Kev Carmody: Pillars Of Society at 30

Kev Carmody’s debut album, Pillars Of Society, recorded as a conceptual excoriation of the Australian bicentenary in 1988, is now 30 years old. On release, it was described by critic Bruce Elder as “the best album ever released by an Aboriginal musician and arguably the best protest album ever made in Australia”.

There have been many brilliant records made by Aboriginal musicians since but with the exception of AB Original, none of them has produced such a sustained polemic, and only Archie Roach rivals him for poetic eloquence.

Born in 1946, Carmody grew up on the Darling Downs, west of Brisbane, born to an Aboriginal mother and Irish-Australian father. He is a member of the Stolen Generations, taken along with his brother from his parents when he was 10. Emerging from school illiterate, he now has a PhD in history and is a member of the Aria Hall of Fame.

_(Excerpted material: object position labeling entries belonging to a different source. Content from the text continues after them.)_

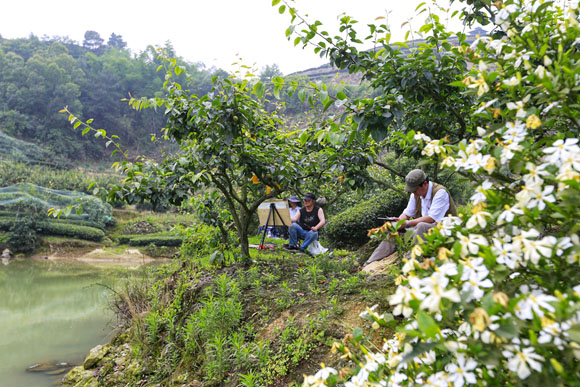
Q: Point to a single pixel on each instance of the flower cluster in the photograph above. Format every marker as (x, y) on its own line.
(493, 297)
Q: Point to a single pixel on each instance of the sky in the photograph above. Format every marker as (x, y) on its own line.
(215, 32)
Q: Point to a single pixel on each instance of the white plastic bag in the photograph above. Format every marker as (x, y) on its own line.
(316, 248)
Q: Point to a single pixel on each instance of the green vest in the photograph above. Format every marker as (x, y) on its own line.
(436, 188)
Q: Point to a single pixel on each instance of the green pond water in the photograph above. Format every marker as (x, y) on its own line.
(52, 311)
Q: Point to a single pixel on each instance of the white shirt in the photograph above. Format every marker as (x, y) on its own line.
(435, 209)
(293, 211)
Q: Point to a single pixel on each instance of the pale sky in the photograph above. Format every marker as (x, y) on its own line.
(215, 32)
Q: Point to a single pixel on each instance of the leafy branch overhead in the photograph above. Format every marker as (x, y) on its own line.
(230, 143)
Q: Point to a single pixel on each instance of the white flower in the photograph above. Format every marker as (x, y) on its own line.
(448, 223)
(478, 219)
(459, 372)
(535, 302)
(470, 244)
(521, 361)
(533, 249)
(505, 253)
(534, 173)
(421, 137)
(519, 106)
(479, 195)
(433, 147)
(475, 273)
(435, 289)
(325, 372)
(401, 299)
(438, 379)
(509, 214)
(485, 106)
(554, 332)
(513, 81)
(560, 150)
(540, 198)
(515, 132)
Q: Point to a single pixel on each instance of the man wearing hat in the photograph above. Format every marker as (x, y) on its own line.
(306, 223)
(294, 206)
(429, 204)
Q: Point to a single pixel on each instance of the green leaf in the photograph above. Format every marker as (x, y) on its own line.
(302, 95)
(427, 324)
(574, 332)
(507, 330)
(259, 89)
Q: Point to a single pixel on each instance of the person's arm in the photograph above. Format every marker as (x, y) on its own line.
(423, 219)
(322, 220)
(409, 211)
(296, 217)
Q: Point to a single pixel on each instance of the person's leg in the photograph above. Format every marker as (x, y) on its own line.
(384, 249)
(309, 237)
(295, 232)
(421, 229)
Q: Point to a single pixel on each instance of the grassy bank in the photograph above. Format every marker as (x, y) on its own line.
(191, 323)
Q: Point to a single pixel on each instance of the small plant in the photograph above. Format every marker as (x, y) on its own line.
(351, 284)
(22, 235)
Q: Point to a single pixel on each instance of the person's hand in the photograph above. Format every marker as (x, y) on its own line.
(404, 225)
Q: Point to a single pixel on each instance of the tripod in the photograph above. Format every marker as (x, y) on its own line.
(272, 213)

His first public musical exposure was on the Murri Radio program of Brisbane community broadcaster 4ZZZ. His song Thou Shalt Not Steal, which brought him to national attention, contained the following portrait of black life in Brisbane:

Well Job and me and Jesus, sittin’ underneath that Indooroopilly bridge
Watching that blazin’ sun go down beneath the tall-treed mountain ridge
The land’s our heritage and spirit here, the rightful culture’s black
And we’re sitting here just wonderin’ – when we gonna get that land back?